The timing is not accidental. Since the February 2023 Kahramanmaraş earthquakes, Istanbul has been under pressure to complete structural surveys of at-risk buildings across districts including Fatih, Zeytinburnu, and Avcılar — all of which sit on soft alluvial ground close to the main Marmara fault line. Those surveys generate thousands of photographs. When field teams submit the same inspection image under different file names, or when legacy systems automatically re-ingest files during server migrations, the duplicates accumulate. Database administrators at the municipality's Saraçhane headquarters have acknowledged the scale of the problem is larger than initially anticipated, though no official figure has been released publicly.

What the Experts Are Saying

Specialists in digital preservation are watching Istanbul closely. SALT Research, the archive and library operated by Garanti BBVA on İstiklal Caddesi, has dealt with its own image deduplication challenges in managing roughly 1.5 million digitised items from Ottoman and early Republican-era collections. Staff there have spoken publicly at conferences about how automated hashing tools — software that generates a unique fingerprint for each image file — can reduce duplicate rates by more than 60 percent in large municipal datasets, based on comparable projects in European city archives.

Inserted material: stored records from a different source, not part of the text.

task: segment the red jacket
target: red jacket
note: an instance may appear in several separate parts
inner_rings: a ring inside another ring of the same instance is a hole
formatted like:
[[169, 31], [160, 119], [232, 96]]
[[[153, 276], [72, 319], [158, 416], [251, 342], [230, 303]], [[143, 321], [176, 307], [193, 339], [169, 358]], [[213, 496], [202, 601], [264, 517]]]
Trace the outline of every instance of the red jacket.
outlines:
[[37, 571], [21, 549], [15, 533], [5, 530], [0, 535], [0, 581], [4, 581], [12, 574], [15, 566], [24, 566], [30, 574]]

SALT has not commented specifically on the municipality's current audit.

The Istanbul branch of TMMOB, the Union of Chambers of Turkish Engineers and Architects, has been pressing for cleaner data pipelines in the post-earthquake building inventory since 2023. Engineers working on the urban transformation programme in districts like Bağcılar have noted in professional forums that when duplicate field photographs enter a shared database, assessors can inadvertently review the same structural damage twice, skewing risk scores. The practical consequence: some buildings may be flagged as higher priority for reinforcement than the physical evidence warrants, while others may be deprioritised.

At Istanbul Technical University's Faculty of Architecture, researchers running a separate documentation project on the historic wooden yalıs along the Bosphorus have been open about their own workflows. A project summary published by the faculty in late 2025 noted that deduplication was built into their image management protocol from the start, precisely because earlier pilot surveys in Arnavutköy produced a dataset where roughly one in five photographs was a near-duplicate of another.

What Comes Next for the Municipality

The Metropolitan Municipality has indicated it intends to procure deduplication and asset management software through a public tender process, with a call expected before the end of the third quarter of 2026. Opposition CHP councillors on the city assembly's technology committee have pushed for the tender specifications to be made public before submission, arguing that transparency in procurement is especially important given the lira's continued weakness — any software contract priced in euros or dollars carries a meaningful currency risk for the municipal budget.

For residents and heritage advocates, the practical stakes are clear. The Fatih district alone contains more than 600 structures listed in Turkey's cultural property register. Accurate, deduplicated photographic records are the baseline for any insurance claim, restoration grant, or emergency response plan. If the audit confirms that significant portions of those records contain redundant or mislabelled files, remediation will take months.

Experts advising the process say the municipality should also establish a retention policy — deciding not just how to remove duplicates, but how long original survey images must be kept and in what format. Without that, the same problem will re-emerge within three to five years as new survey cycles begin. The audit report is expected to be presented to the city assembly's relevant committee before the end of July 2026.